The first two dimensions retain 27 % of variance in the data. The v-test values show that most categories have significant (abs(v.test) > 1.96) coordinates in the first three dimensions. Variables sex and tea time have highest correlations with the dimension 1, and variables breakfast, Tea and How have highest correlations with the dimension 2.

We can visualize the results with biplots using different options.

# MCA
plot(res.mca, invisible = c("var"))

plot(res.mca, invisible = c("ind"), habillage="quali")

The second biplot shows the individual categories plotted on (Euclidean) MCA space formed by first two MCA dimensions. Categories that are mutually similar are positioned close to each other in the biplot. We can see one clear outlier category, those who choose to drink their tea with “other” ways, on top of the plot. However, there are very few cases in this category, as could be seen on the barplot that was plotted earlier.
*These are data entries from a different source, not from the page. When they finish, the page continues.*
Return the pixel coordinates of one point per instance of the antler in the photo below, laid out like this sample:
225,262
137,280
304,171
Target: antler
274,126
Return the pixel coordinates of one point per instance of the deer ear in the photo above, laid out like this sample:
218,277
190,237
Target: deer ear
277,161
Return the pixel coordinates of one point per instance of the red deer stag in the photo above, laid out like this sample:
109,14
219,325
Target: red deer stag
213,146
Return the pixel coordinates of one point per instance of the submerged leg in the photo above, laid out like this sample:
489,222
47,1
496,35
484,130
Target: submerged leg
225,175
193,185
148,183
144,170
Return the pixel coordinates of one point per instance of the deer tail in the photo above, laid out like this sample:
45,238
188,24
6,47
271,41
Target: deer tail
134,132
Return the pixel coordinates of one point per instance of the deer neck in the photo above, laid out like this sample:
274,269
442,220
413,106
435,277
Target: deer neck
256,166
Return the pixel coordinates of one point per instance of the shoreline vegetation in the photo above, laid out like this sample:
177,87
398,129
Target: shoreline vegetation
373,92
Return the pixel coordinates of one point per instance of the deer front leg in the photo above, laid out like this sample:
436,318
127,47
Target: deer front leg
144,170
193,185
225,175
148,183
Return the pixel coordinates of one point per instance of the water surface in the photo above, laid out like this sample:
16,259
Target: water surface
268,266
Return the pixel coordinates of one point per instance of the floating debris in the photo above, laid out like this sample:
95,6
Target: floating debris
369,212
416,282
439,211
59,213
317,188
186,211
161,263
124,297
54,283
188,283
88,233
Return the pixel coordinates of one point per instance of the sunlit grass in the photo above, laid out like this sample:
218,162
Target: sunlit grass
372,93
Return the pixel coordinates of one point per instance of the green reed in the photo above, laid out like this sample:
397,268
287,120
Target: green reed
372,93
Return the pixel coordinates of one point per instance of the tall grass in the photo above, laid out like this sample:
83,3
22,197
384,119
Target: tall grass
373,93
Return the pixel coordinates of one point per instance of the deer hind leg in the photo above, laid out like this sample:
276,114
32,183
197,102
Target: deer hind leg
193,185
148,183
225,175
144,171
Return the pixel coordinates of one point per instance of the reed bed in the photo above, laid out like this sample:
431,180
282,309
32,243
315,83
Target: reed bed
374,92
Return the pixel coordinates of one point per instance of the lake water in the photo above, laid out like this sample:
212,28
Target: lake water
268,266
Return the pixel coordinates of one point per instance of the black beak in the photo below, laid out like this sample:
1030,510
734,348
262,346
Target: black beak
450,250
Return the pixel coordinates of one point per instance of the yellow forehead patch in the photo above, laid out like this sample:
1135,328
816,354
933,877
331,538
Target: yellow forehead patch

In the second biplot, dimension 1 separates females and males to different groups, as the category summary above implied. Females seem to prefer to drink their tea at tea time, with friends and with no sugar, whereas men are not that particular about drinking tea at tea time or with friends, and more often use sugar. Dimension 2 separates those drinking their tea on breakfast and those who do not drink tea on breakfast. The former group prefers drinking black tea with milk, whereas the latter chooses green tea or Earl Grey (weird! isn’t Earl Grey a black tea variant?) alone or with lemon.